Aleph numbers = these are cardinals sizes of infinity; depending on your choice of axioms, ZFC or not, you have the continuum hypothesis of aleph0 = naturals, aleph1= 2^N = Continuum
Beth numbers are transfinite ordinals => they generalize infinitesimals like the 1st, 2nd, 3rd. so you can think of them as a dual or co-algebra (I'm hand waving here, it's been twenty years since real analysis).
Betti numbers are for persistent cohomology; they track holes similar to genus
I mean there's a lot to cover between tropical geometry, differential geometry, and algebraic analysis. So sometimes alarm bells are false alarms and your random internet commenter knows what he's talking about but is admittedly too sloppy but it's 5 pm on a Saturday and I wrote that in the morning while making breakfast eggs, not for submission to the annals of Mathematics!
Thank you for coming to my TED Stand Up Talk.

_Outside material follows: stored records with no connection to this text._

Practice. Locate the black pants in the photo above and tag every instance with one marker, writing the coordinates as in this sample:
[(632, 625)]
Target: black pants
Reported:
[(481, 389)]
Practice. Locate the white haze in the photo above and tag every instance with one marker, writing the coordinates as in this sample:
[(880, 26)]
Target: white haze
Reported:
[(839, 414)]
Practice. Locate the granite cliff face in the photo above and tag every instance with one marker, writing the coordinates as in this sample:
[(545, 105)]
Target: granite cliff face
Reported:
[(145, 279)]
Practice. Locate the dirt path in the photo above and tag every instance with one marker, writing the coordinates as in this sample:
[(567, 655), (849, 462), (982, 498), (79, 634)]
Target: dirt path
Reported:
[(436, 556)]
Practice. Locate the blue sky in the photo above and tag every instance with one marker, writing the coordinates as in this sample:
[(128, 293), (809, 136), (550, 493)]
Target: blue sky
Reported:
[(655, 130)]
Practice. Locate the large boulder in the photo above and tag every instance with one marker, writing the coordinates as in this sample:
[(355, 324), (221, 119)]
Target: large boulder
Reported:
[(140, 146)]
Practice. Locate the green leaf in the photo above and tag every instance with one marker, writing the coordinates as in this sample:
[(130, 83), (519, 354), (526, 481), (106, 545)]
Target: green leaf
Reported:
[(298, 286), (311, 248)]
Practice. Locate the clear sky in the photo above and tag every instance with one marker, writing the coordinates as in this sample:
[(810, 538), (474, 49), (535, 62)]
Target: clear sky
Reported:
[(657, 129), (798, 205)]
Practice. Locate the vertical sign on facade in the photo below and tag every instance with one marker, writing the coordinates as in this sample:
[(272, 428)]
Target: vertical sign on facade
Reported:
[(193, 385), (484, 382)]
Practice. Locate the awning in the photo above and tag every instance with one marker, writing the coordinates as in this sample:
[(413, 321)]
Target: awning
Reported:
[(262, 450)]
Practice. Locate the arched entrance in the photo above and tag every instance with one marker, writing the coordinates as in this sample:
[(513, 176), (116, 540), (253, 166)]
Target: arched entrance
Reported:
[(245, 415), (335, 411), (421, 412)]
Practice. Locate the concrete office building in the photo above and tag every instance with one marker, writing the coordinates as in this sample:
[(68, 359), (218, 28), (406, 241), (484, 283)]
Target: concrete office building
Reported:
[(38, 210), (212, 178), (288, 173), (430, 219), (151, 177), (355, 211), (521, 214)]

More math at the GitHub: http://github.com/ikrima/topos.noether
Also, if you're really that uptight, most of this is actually to teach algebraic topology to my autistic nonverbal nephew because I'm gonna gamify it as a magic spell system
So it'll be open source and that begs the question, if you use it to learn something, did that mean I just zero-proof zero-knowledge something out of you that I didn't even need to know by making a self referential statement across both space & time?
peace out my ninja!
The comment you're replying to already explained what aleph, beth and Betti numbers are. (But a few nitpicks: 1. Beth numbers are not ordinals, they're cardinals. They're indexed by ordinals, just as the alephs are, but if that's what you care about why not use the ordinals themselves? 2. I'm not seeing how you get from "Beth numbers are indexed by ordinals" to "they generalize infinitesimals" to "you can think of them as a dual". Not saying there isn't something there, but I think you could stand to unpack it a bit if so. 3. Betti numbers are not only for persistent (co)homology; they were around long before anyone had thought of persistent (co)homology.)
It's certainly possible (as I explicitly said before) that my bad-math-alarms have hit a false positive here. You haven't convinced me yet, for what it's worth. (You need not, of course, care whether you convince me or not. It's not as if my opinion is likely to have any effect on you beyond whatever you might feel about it.)